Volkswagen Ag, the second largest automaker in the world and the biggest in Europe, counts on its Audi AG luxury division for a hefty portion of its profit, which means when things go south there the entire group is potentially in peril.
Audi announced it would move to replace its chief of Chinese operations, with the luxury brand struggling to reverse the downward sales trend in the world’s largest auto market and also its biggest. China for Audi is a key market, where it holds leadership and should have been adamant to the move to surpass BMW Ag for the leadership position in the premium segment by 2020. Audi announced in the July edition of in-house newspaper “Audi Mobil” that Joachim Wedler would take over from Dietmar Voggenreiter at the end of the year. The latter had been chief of Audi’s China unit since 2009. Wedler today is in charge of directing Audi’s plans on model lines. Audi is also in the midst of updating the 2015 sales goal of 600,000 units in China after deliveries were slowing during the first six months of the year, with June also bringing a 5.8 percent slide, the first in years.

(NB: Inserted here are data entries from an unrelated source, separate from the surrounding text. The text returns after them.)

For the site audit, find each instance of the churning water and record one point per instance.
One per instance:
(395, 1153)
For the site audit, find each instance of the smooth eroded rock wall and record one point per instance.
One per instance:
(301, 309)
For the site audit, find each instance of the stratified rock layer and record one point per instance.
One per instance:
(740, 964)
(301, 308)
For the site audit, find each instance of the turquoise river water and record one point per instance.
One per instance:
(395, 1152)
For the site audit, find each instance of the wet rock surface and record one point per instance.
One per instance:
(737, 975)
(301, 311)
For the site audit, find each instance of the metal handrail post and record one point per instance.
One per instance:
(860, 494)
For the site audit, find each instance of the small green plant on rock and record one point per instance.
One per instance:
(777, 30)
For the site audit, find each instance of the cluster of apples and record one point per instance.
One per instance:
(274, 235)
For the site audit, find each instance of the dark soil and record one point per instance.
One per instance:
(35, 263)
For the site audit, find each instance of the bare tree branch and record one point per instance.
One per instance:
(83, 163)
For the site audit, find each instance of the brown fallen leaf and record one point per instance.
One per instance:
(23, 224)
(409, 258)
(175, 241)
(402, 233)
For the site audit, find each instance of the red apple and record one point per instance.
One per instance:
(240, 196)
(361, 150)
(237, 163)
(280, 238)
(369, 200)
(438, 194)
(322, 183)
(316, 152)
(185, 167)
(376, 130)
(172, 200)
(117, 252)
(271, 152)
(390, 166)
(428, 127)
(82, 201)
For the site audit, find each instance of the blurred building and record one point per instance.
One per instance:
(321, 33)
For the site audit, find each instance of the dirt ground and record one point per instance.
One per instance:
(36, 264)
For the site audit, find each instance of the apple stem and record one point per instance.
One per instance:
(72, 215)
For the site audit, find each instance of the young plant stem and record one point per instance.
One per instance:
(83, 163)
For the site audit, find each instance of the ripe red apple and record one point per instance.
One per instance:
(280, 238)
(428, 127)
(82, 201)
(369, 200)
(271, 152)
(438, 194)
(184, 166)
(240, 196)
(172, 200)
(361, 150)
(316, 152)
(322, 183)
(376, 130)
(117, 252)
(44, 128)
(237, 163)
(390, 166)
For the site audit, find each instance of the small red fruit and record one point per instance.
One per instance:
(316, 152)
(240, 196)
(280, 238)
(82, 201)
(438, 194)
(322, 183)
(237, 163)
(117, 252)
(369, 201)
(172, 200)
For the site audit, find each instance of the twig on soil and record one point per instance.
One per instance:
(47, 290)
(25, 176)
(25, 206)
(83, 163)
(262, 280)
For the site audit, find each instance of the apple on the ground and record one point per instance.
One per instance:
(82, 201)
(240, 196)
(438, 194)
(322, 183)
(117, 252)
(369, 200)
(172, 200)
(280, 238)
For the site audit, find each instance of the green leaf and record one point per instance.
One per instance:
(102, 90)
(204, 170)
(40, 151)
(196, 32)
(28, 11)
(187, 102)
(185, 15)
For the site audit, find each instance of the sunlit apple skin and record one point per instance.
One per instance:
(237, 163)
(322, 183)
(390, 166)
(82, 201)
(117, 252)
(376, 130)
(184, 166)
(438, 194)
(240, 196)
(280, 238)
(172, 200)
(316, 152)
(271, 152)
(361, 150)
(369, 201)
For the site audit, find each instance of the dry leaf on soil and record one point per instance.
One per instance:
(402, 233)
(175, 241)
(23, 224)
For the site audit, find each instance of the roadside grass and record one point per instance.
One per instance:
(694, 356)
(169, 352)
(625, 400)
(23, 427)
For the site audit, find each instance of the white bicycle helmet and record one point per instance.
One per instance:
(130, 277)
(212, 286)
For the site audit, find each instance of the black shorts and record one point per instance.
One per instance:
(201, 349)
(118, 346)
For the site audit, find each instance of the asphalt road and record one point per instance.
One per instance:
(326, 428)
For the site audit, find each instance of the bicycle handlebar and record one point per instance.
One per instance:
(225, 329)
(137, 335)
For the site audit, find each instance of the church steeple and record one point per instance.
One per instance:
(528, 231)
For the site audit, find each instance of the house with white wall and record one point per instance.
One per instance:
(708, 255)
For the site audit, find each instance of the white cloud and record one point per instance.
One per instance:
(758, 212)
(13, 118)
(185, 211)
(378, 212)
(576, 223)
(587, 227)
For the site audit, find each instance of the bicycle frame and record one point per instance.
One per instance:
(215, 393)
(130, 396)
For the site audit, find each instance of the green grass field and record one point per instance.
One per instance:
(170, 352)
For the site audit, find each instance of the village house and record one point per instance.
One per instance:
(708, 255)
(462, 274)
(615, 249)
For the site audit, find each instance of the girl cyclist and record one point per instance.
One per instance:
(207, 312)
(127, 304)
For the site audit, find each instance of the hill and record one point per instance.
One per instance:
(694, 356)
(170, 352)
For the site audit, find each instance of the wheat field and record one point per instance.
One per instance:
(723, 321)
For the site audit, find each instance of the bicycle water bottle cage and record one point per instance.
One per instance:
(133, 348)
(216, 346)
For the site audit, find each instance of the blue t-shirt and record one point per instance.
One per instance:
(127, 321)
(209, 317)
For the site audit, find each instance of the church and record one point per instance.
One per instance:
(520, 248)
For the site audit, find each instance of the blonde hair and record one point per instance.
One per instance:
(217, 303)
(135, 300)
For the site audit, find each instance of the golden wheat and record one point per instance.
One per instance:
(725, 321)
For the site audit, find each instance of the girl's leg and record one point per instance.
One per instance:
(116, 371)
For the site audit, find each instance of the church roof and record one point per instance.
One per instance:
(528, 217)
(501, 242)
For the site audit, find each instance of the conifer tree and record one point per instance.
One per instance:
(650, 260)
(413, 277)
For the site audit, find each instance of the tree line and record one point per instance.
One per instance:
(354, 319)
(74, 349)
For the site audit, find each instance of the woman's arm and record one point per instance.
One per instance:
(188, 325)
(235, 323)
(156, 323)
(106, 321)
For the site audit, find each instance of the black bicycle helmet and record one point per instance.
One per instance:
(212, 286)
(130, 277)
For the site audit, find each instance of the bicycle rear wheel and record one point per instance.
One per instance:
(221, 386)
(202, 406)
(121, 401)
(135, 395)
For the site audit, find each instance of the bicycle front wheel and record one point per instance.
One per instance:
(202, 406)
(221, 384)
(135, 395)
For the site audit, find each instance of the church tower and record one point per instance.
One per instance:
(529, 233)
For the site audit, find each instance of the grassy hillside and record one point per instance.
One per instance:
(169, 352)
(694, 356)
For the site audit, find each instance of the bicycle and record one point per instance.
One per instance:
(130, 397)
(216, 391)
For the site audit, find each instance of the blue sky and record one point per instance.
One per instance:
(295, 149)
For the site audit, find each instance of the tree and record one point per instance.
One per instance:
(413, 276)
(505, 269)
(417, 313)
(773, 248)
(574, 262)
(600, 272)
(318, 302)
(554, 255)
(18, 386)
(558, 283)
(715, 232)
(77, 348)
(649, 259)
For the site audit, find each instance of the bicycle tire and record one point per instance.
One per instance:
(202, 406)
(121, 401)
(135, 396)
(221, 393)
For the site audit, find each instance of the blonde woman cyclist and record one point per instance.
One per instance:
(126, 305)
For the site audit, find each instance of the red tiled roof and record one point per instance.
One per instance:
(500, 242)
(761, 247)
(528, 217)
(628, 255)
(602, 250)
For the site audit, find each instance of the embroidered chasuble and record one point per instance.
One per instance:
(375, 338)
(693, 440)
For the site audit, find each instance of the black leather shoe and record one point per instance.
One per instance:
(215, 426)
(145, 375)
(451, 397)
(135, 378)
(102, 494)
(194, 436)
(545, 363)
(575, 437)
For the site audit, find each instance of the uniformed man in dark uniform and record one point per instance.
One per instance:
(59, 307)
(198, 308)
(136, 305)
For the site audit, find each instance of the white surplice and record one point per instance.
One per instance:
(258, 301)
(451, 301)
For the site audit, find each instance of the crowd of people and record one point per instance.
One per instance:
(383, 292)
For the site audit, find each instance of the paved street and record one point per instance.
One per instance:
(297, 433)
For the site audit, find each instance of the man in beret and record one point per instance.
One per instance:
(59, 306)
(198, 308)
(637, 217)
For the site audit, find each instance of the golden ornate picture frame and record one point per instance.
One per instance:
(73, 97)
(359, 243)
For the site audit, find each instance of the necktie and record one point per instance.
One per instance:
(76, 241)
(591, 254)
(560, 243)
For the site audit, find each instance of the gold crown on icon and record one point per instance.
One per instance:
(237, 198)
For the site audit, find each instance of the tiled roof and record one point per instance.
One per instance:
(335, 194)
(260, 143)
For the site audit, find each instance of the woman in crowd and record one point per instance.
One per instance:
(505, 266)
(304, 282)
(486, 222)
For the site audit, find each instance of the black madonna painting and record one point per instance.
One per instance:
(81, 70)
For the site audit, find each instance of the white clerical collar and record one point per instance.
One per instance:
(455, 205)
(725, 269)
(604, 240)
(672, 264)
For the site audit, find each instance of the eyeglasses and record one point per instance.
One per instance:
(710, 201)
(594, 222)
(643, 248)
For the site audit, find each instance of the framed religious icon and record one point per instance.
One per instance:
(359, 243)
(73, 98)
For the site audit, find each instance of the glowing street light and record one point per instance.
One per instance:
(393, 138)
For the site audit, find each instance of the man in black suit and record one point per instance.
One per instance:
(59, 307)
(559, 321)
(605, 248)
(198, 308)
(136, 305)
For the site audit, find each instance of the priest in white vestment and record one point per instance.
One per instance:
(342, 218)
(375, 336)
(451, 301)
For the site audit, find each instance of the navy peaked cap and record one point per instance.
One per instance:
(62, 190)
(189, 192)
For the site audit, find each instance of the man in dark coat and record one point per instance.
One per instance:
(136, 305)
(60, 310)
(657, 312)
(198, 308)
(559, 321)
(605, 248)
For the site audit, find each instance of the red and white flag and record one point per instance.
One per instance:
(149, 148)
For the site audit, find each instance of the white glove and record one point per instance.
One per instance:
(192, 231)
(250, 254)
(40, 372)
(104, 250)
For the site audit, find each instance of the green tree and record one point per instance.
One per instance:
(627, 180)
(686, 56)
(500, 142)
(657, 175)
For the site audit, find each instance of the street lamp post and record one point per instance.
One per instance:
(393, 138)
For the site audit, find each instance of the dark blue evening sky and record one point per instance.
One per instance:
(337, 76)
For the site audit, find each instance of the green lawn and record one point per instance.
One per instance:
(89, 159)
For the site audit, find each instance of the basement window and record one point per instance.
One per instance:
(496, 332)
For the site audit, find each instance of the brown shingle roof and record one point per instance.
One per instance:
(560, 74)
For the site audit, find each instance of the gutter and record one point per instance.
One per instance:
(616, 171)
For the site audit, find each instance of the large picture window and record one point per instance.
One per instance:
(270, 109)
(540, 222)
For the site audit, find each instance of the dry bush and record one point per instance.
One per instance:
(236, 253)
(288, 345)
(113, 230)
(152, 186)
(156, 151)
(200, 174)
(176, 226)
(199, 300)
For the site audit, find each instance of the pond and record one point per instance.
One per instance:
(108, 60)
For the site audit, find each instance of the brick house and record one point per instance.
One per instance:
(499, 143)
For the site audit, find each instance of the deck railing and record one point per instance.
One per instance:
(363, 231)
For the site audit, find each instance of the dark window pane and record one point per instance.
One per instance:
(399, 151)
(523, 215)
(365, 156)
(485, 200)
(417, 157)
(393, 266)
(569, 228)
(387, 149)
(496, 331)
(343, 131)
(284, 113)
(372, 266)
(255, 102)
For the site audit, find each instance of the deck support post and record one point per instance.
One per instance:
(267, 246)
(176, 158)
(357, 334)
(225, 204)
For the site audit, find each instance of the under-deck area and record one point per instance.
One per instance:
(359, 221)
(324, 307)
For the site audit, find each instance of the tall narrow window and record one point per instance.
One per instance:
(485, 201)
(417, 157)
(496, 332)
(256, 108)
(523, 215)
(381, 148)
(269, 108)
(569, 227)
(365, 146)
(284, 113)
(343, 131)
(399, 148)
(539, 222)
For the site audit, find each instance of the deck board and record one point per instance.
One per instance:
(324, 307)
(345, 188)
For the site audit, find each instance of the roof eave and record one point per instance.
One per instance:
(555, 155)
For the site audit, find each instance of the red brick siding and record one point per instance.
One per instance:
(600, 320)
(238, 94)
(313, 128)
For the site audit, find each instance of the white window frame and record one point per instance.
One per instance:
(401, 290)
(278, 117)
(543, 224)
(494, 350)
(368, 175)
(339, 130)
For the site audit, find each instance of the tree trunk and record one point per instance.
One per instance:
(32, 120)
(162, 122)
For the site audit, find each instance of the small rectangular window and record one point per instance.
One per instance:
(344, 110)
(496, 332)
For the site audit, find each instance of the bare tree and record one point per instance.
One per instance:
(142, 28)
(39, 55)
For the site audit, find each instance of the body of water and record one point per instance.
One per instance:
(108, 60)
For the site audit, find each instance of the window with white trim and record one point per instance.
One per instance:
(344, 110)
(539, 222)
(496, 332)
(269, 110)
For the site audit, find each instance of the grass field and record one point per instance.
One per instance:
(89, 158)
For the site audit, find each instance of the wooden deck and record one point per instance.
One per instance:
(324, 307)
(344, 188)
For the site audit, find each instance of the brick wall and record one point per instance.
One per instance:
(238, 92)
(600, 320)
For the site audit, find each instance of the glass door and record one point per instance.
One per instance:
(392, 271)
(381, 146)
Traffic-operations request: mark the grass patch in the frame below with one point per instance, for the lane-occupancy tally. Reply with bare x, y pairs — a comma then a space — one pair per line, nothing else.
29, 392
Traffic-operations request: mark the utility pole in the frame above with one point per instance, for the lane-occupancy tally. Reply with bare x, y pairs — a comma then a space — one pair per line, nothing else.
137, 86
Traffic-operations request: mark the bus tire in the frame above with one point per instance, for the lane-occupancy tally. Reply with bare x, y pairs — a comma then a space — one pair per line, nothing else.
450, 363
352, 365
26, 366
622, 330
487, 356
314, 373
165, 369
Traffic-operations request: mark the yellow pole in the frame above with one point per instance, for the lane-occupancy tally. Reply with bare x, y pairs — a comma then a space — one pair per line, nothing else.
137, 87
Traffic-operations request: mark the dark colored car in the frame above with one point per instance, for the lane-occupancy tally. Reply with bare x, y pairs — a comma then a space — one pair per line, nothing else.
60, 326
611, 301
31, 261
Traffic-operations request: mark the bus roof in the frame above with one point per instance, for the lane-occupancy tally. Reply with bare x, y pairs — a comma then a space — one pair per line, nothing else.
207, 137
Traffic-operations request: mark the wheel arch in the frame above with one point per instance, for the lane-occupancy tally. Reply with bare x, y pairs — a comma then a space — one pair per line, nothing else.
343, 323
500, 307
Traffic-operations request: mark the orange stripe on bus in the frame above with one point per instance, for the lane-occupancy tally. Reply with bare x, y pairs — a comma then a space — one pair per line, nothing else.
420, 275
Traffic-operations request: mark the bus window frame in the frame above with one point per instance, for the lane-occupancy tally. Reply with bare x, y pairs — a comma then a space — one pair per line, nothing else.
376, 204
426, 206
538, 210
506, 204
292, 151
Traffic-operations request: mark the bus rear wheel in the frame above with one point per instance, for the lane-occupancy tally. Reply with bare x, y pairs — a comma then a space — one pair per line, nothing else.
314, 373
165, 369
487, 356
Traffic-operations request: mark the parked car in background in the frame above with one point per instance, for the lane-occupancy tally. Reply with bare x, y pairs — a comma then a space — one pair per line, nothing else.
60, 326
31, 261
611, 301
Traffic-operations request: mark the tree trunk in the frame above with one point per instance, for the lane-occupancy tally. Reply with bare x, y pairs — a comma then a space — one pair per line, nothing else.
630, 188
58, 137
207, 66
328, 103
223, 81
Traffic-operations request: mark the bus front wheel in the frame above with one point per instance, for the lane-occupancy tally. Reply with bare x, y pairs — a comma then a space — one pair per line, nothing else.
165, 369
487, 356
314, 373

The Ingolstadt-based automaker announced last week it would come up with the modified sales forecast for the entire year for China alongside its financial results for the first six months of the year, due out on July 30. According to research firm IHS Automotive, Audi – China’s best-selling luxury brand – might feel the heat from the slowing demand in the country faster in the coming years than its traditional rivals: BMW and Mercedes-Benz.